Master of Indigenous Studies
My Masters research was centred on reviewing family/whānau inclusion in mental health and addictions services.
It confirmed for me the need to reclaim the traditional values and customs handed down by our tūpuna Māori and other indigenous peoples – ngā taonga tuku iho. This was the realisation that as Māori we have many of the answers and solutions to the health and wellbeing issues we face today.
Like any study, it was all new learning and I absorbed everything. The learning complements my existing experience as an advisor in mental health. It reinforces my work to support kaupapa and mātauranga Māori issues faced by our mental health and addictions service. It has provided depth of understanding and knowledge that is acknowledged in my workplace and will assist in the improvement and development of Māori service needs.
Studying at Awanuiārangi was a pathway I took with my two daughters, who graduated with me.
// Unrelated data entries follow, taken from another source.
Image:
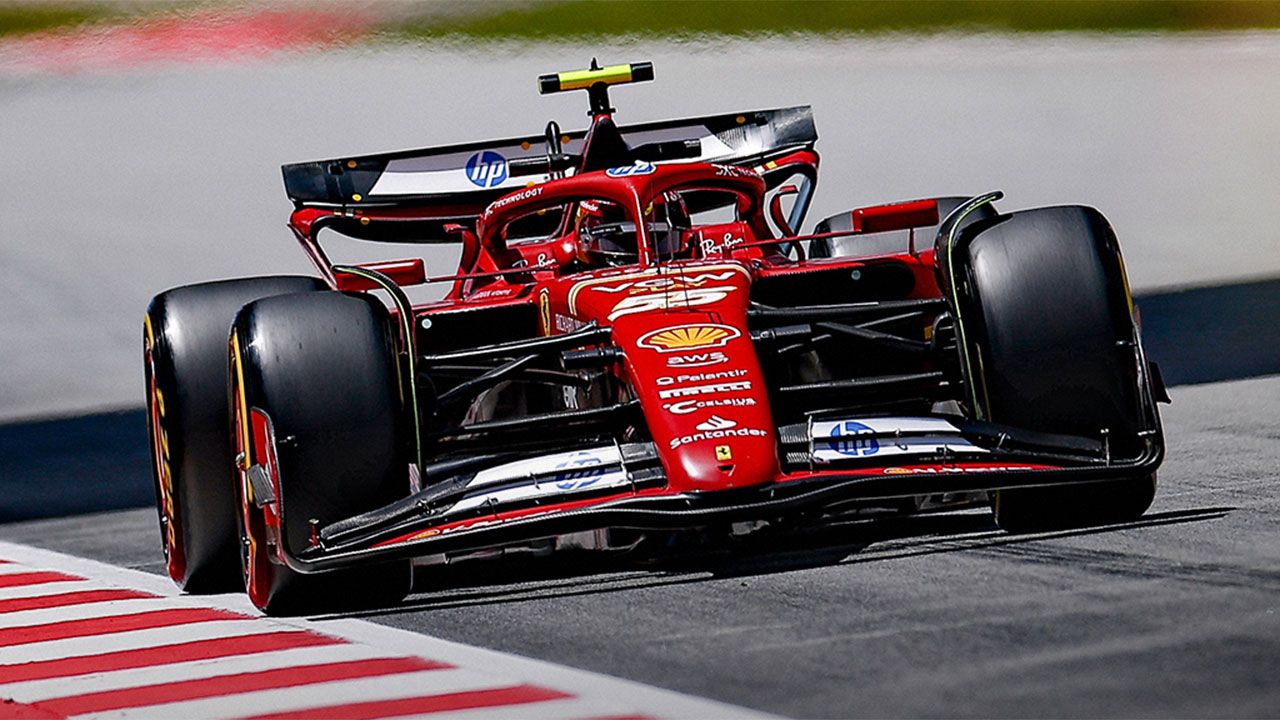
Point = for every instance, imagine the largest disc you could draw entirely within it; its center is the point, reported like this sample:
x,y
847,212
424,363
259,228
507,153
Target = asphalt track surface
x,y
938,615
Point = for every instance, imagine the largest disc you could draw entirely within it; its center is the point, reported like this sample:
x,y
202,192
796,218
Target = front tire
x,y
184,360
1048,345
318,405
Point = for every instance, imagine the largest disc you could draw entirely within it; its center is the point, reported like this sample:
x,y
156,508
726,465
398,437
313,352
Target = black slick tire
x,y
184,359
318,405
1048,336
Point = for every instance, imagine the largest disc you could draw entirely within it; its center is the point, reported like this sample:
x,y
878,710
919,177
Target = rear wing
x,y
428,188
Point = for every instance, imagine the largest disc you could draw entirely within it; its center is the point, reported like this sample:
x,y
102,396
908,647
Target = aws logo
x,y
690,337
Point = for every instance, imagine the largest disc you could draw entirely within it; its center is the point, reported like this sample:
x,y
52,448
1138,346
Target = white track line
x,y
476,669
88,610
316,695
48,588
35,691
133,639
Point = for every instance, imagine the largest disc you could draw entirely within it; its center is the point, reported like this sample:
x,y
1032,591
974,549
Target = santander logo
x,y
716,423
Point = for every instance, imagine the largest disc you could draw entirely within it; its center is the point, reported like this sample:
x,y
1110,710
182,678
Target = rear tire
x,y
184,359
1048,328
318,373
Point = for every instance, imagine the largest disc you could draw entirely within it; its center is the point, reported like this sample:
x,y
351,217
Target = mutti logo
x,y
487,169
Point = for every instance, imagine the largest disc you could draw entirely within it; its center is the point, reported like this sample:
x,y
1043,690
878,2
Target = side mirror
x,y
896,217
401,272
776,213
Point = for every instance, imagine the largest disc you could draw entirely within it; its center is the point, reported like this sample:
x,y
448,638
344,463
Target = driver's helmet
x,y
608,237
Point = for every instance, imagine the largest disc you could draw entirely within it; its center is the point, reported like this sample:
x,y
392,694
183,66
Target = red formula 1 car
x,y
636,342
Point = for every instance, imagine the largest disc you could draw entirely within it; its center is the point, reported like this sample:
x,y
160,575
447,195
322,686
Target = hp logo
x,y
854,438
487,169
627,171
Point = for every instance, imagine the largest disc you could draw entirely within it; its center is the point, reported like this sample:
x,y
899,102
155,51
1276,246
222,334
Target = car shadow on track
x,y
844,542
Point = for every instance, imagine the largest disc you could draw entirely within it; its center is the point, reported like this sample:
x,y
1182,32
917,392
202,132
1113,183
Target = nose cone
x,y
693,365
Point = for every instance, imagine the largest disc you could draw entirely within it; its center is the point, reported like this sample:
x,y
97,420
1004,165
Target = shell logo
x,y
689,337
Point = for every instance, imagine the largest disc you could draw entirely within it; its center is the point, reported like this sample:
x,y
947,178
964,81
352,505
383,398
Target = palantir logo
x,y
487,168
854,438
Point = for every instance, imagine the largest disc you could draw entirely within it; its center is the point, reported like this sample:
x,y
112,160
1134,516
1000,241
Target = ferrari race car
x,y
636,343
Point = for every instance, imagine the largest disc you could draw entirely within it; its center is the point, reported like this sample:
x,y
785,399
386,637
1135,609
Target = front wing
x,y
826,464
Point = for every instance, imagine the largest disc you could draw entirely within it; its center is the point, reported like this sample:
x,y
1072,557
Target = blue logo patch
x,y
487,168
581,470
627,171
854,438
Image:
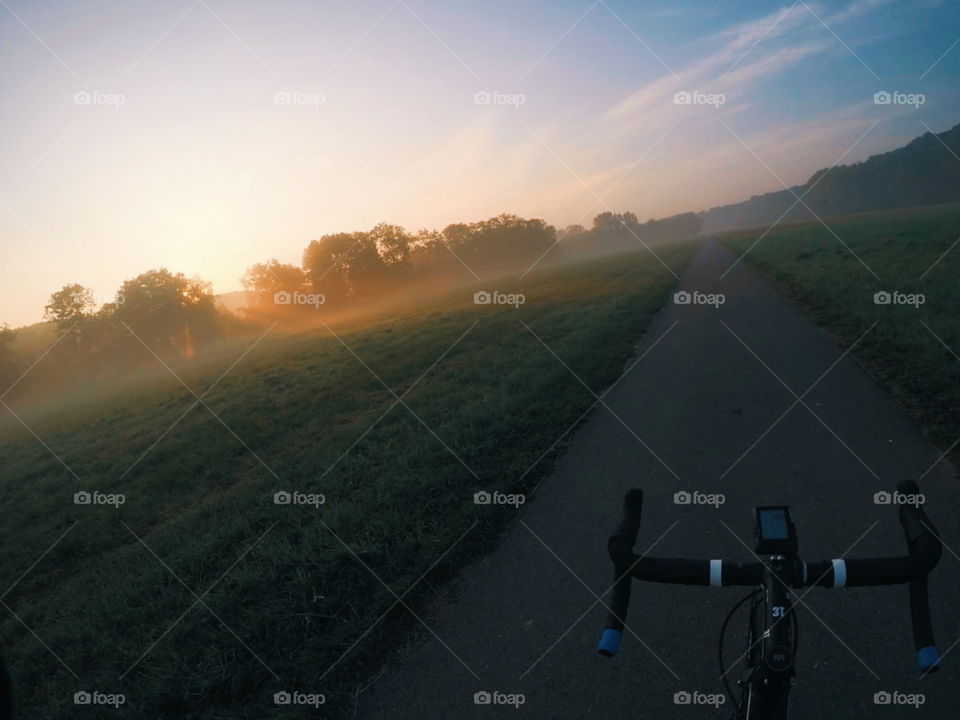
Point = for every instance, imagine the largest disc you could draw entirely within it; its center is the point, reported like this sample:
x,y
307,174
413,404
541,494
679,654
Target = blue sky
x,y
186,158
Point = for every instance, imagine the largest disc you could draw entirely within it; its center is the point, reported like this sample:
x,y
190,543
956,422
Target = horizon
x,y
335,120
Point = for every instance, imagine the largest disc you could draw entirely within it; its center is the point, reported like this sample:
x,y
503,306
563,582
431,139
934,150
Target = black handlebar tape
x,y
620,547
925,551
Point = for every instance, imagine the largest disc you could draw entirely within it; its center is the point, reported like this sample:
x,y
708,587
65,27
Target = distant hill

It was also about my fellow tauira, kaiako and the environment we were immersed in, which provided a comfortable, whānau-orientated space we all thrived in.
Kimihia he huarahi ako
What can you study?
The master’s degrees provide a friendly and supportive learning environment for students through the (mostly) noho delivery model. After completing a minimum of four papers either part time or full time, students opt for either a dissertation or thesis. This is the exciting time in a master’s degree where students are often completing research on a topic close to their hearts – it might be to do with their hapū or iwi; the school they teach in; or a social service, health or community problem. Alternatively, your thesis might be about a business, economic, art or environmental interest.